Re: [sword-devel] the future of OSIS support (importer/filters)

DM Smith Wed, 27 Apr 2005 05:08:28 -0700

Just a couple of comments so most of the thread is stripped. Also, some of this is really more a question for OSIS. Chris, hopefully you can pass it along, if appropriate.

Chris Little wrote:

DM Smith wrote:
I agree that support should be limited to 2.0. Or perhaps 2.1, if it is pretty near completion. At the OSIS website, you cannot find documentation for prior versions. This makes it difficult to manage an earlier version of OSIS. Also, 2.0 is a significant improvement that it should be enough motivation to cut.
I think 2.1 is pretty stable and it may be a while before any of this particular suggestion really gets implemented, so my meaning is really that we should adopt whatever is current at the time. In any case, for our purposes 2.0 and 2.1 are virtually identical.

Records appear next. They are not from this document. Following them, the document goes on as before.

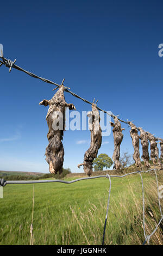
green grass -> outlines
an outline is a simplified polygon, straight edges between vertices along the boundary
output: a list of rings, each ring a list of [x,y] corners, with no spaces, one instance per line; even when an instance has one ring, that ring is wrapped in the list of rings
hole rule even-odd
[[[148,234],[160,214],[155,175],[144,174],[143,178]],[[162,174],[158,179],[162,185]],[[140,176],[111,178],[111,182],[105,243],[141,245],[145,239]],[[34,245],[101,244],[109,189],[105,178],[71,184],[7,185],[4,199],[0,199],[1,245],[30,244],[33,186]],[[162,244],[162,231],[159,229],[153,235],[151,244]]]

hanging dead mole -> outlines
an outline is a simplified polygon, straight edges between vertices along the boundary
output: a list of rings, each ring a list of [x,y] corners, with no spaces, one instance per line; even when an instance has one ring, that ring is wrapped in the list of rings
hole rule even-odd
[[[121,163],[119,161],[120,157],[120,145],[123,138],[122,131],[125,129],[121,128],[121,123],[118,121],[118,117],[115,116],[114,120],[114,123],[110,122],[111,126],[114,127],[112,129],[114,144],[114,150],[112,155],[112,159],[114,161],[113,169],[119,170],[121,167]]]
[[[40,105],[49,105],[46,118],[49,127],[47,133],[49,144],[46,149],[45,155],[50,173],[55,174],[62,172],[64,149],[61,141],[65,131],[65,108],[76,109],[73,104],[68,103],[65,101],[65,87],[62,83],[51,100],[43,100],[39,103]],[[61,126],[59,127],[58,124]],[[56,126],[58,126],[58,130]]]
[[[85,152],[84,157],[84,162],[78,165],[80,168],[81,166],[84,166],[85,173],[90,176],[92,174],[92,165],[93,160],[97,157],[98,149],[102,143],[102,130],[99,125],[99,111],[96,107],[96,103],[92,104],[92,111],[87,114],[90,117],[89,129],[91,131],[91,145],[90,148]]]
[[[151,160],[153,161],[154,164],[156,164],[158,162],[158,165],[161,166],[161,163],[159,159],[159,149],[156,142],[158,139],[149,132],[147,132],[146,133],[150,142]]]
[[[129,121],[128,123],[131,127],[130,133],[132,138],[133,145],[134,148],[133,159],[135,162],[135,166],[141,168],[142,166],[139,153],[139,136],[138,135],[138,131],[136,127],[134,124],[133,124],[133,123]]]
[[[139,127],[137,130],[139,130],[140,132],[140,135],[139,137],[141,139],[141,144],[142,149],[142,155],[141,158],[144,161],[145,165],[147,166],[148,168],[149,168],[149,155],[148,152],[149,143],[148,141],[148,137],[146,134],[146,132],[144,131],[141,127]]]
[[[163,139],[160,138],[158,138],[158,139],[160,141],[160,142],[159,142],[159,143],[160,145],[160,150],[161,150],[160,159],[162,161],[163,161]]]

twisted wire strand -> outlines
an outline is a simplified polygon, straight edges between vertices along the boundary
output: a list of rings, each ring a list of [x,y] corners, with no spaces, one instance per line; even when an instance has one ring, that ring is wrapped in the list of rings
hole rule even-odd
[[[148,172],[154,170],[155,173],[156,174],[156,182],[157,182],[157,186],[158,186],[158,198],[159,198],[159,206],[160,206],[160,210],[161,214],[161,218],[160,218],[159,223],[156,225],[155,228],[152,231],[152,233],[149,235],[146,235],[146,230],[145,230],[145,198],[144,198],[144,189],[143,189],[143,178],[141,175],[141,173],[147,173]],[[144,232],[144,236],[145,237],[145,240],[143,243],[143,245],[145,245],[146,242],[147,242],[148,244],[149,245],[149,240],[151,239],[151,236],[154,234],[154,233],[157,230],[159,225],[160,224],[161,221],[163,220],[163,216],[162,215],[161,206],[160,206],[160,197],[159,197],[159,188],[158,188],[158,177],[156,173],[156,170],[155,168],[147,170],[137,170],[135,172],[133,172],[131,173],[127,173],[123,175],[110,175],[109,174],[106,174],[105,175],[98,175],[98,176],[95,176],[93,177],[86,177],[86,178],[82,178],[80,179],[77,179],[76,180],[71,180],[70,181],[66,181],[65,180],[32,180],[32,181],[28,181],[28,180],[7,180],[5,181],[4,179],[0,179],[0,186],[5,186],[7,184],[34,184],[34,183],[48,183],[48,182],[61,182],[61,183],[65,183],[67,184],[72,184],[75,182],[79,181],[80,180],[89,180],[91,179],[97,179],[99,178],[107,178],[109,179],[110,182],[110,187],[109,187],[109,195],[108,195],[108,203],[107,203],[107,207],[106,207],[106,216],[105,216],[105,223],[104,223],[104,231],[103,234],[103,240],[102,240],[102,245],[104,245],[104,238],[105,238],[105,230],[106,230],[106,222],[108,219],[108,211],[109,211],[109,206],[110,203],[110,193],[111,193],[111,178],[123,178],[129,175],[139,173],[140,175],[141,179],[141,184],[142,184],[142,201],[143,201],[143,232]]]
[[[2,57],[1,57],[1,56],[0,56],[0,58],[2,58]],[[8,62],[9,60],[8,60],[7,59],[6,59],[4,57],[3,57],[3,58],[4,59],[5,62],[2,62],[1,60],[0,60],[0,63],[2,64],[4,64],[6,66],[10,67],[10,66],[9,65],[7,65],[7,63],[9,63],[9,62]],[[40,77],[39,76],[37,76],[36,75],[35,75],[33,73],[32,73],[31,72],[29,72],[27,70],[25,70],[24,69],[23,69],[22,68],[17,66],[17,65],[15,65],[15,64],[12,64],[12,68],[14,68],[14,69],[16,69],[18,70],[20,70],[20,71],[21,71],[22,72],[24,72],[24,73],[27,74],[27,75],[29,75],[29,76],[32,76],[32,77],[34,77],[35,78],[40,79],[40,80],[42,80],[43,82],[45,82],[46,83],[50,83],[50,84],[54,84],[54,85],[57,86],[58,87],[59,87],[59,86],[60,86],[59,84],[58,84],[57,83],[54,83],[54,82],[52,82],[52,81],[50,81],[48,79],[46,79],[46,78],[44,78],[43,77]],[[80,100],[83,100],[83,101],[84,101],[86,103],[92,105],[92,102],[91,102],[90,101],[89,101],[88,100],[80,97],[80,96],[78,95],[77,94],[73,93],[73,92],[71,92],[71,91],[68,90],[68,89],[67,89],[68,87],[66,87],[65,86],[65,92],[70,93],[71,94],[72,94],[74,97],[76,97],[77,98],[80,99]],[[110,115],[112,118],[114,118],[115,116],[112,113],[111,113],[111,114],[110,114],[109,112],[108,112],[107,111],[105,111],[104,110],[103,110],[98,107],[97,107],[97,108],[100,111],[102,111],[103,112],[108,114],[109,115]],[[124,120],[121,120],[119,118],[118,118],[118,119],[121,122],[124,123],[125,124],[128,124],[128,122],[126,121],[124,121]]]

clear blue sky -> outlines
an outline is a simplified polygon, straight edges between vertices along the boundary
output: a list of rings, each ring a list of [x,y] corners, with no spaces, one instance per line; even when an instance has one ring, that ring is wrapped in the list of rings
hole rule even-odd
[[[163,137],[162,7],[161,1],[2,1],[0,43],[17,65],[58,83],[64,78],[80,96]],[[48,172],[48,108],[39,103],[55,87],[5,66],[0,76],[0,169]],[[67,93],[65,98],[77,110],[91,110]],[[121,152],[133,153],[129,129],[122,126]],[[90,133],[65,132],[65,168],[79,172]],[[111,157],[112,134],[103,142],[99,153]]]

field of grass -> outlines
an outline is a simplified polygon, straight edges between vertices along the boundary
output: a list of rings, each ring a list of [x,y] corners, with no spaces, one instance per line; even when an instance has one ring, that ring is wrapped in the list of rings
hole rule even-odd
[[[148,235],[159,222],[160,213],[155,174],[142,176]],[[163,185],[162,171],[158,172],[158,181],[159,185]],[[145,238],[141,178],[134,174],[112,178],[111,182],[105,244],[141,245]],[[0,245],[31,243],[33,203],[32,243],[101,245],[109,189],[106,178],[71,184],[7,185],[4,198],[0,199]],[[163,212],[163,199],[160,200]],[[162,225],[152,237],[151,244],[163,244]]]

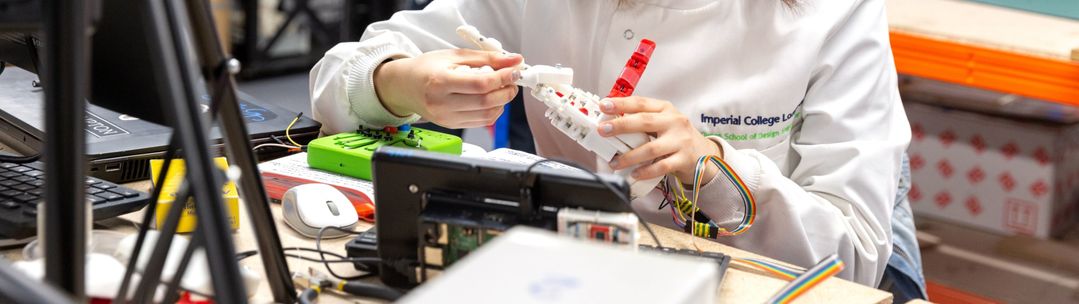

I also compared features and it is mostly unchanged. But the differences are significant to frontends. On the <hi> element type has been replaced by rend as the attribute to hold bold, italic, etc.

I am suggesting that we don't create a need to know the OSIS version number for a while. If sword has modules that are encoded according to the most recent OSIS then we may have modules that are use every version of OSIS. If sword instead says that modules are 2.0 and then when OSIS has changed significantly (say 2.7) sword says that 2.7 is now used for new modules, this will create an easier upgrade path for frontends.

<snip/>

Verse numbers are not necessarily a single digit and do not necessarily flow in numerical order. Encoding <verse> elements (along with their n attributes, when present) permits us to render lettered verses and range verses easily. It affords us the possibility of rendering out-of-order verses (though this will require some additional thinking/work). And until multiple versifications are actually supported, it allows us to fake them.
I am not sure what you are thinking, but I don't think it will work. The verse (start/length) index will point to the verse as it is in its order, not by its number. Or it will be massaged to refer to the verse by its number and not its order. Unless more information is added to the index (i.e. what the verse actually is, which at this time is implicit by its offset into the index), this will lead to inconsistencies. We have discussed these at great length here so I won't repeat them again.

<snip/>

Until then, however, we store non-canonical verses in the previous canonical verse. If we had verse elements (and chapter too, in the case of Ps.151), we could at least render these more attractively. As it is, they just like a single (big) verse, without verse numbers. Like I said, it's basically faked, since you can't actually reference the individual non-canonical verses (that's part of the v11n work). But rendering a readable well Bible is an improvement over the current situation.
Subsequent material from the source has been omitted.